As administrators hoped and expected, City College of San Francisco has its accreditation reaffirmed for the full term of the next seven years as the school announced in a press release today. The decision was made in Sacramento by the 19-member Accreditation Commission for Community and Junior Colleges. After five years of uncertainty, the school's crisis is over.

As the Examiner retraces the timeline, inspections began at CCSF in 2012, and the institution learned in 2013 from the ACCJC that its accreditation would be revoked in 2014, shutting down the institution. Then a lawsuit from the City Attorney's office blocked that move, and the ACCJC provided two years for CCSF to get its house in order.

Over this period of turmoil, the school lost roughly a third of its full time students, and total reported enrollment has fallen from 90,000 students to 65,000 according to the Chronicle. The threat to City College was that, if it lost accreditation, it would loss access to public funding and students would be blocked from getting financial aid. Since the accreditation criss began in 2012, the Chronicle estimates that millions has been spent in taxpayer dollars and state subsidies to fight its closure.

As Inside Higher Ed points out, ironically, after the ACCJC attempted to revoke City College's accreditation, that accreditor received scrutiny of its own from California politicians and the US Department of Education. Last year, it was given one year to get itself in line with federal standards. Meanwhile, California's two-year college system that includes City College decided it would transition its 113 schools to a new accreditation agency.
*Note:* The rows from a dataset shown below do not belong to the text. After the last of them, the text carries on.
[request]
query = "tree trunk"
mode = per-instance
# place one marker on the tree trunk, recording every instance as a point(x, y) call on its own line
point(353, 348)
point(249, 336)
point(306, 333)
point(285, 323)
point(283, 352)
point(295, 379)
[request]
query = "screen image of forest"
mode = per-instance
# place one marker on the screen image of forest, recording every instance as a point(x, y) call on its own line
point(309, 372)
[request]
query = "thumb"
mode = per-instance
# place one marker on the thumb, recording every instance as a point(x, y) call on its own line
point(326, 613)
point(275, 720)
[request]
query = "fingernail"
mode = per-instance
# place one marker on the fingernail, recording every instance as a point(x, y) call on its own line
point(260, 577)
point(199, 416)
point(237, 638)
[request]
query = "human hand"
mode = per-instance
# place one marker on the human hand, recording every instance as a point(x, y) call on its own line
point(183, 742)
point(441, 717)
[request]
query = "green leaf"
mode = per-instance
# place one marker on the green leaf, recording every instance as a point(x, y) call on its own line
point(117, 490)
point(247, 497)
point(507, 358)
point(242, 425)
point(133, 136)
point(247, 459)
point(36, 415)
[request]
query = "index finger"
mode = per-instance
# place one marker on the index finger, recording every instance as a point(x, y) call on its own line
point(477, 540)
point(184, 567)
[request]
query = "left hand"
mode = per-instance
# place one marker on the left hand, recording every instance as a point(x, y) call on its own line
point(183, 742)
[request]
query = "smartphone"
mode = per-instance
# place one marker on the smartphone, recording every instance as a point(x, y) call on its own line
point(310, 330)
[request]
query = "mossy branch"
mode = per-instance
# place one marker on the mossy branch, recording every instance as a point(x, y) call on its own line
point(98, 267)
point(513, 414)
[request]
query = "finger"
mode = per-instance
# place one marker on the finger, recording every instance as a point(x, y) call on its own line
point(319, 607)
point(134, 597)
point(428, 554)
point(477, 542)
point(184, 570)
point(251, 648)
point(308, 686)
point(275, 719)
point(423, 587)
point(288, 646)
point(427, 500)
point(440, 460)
Now, although City College advocates will presumably resume the fight for a tuition-free model for the school, which they felt was promised by the passage of Proposition W but was eventually denied when a budget deficit changed Mayor Lee's plans, the school and its proponents have something to celebrate. "San Francisco has a tremendous asset in City College, which provides quality teaching and learning for students who want to improve their lives and their community," California Community Colleges Chancellor Eloy Ortiz Oakley wrote in a statement. "Today’s achievement could not have been possible without the hard work of faculty, staff and administrators at City College."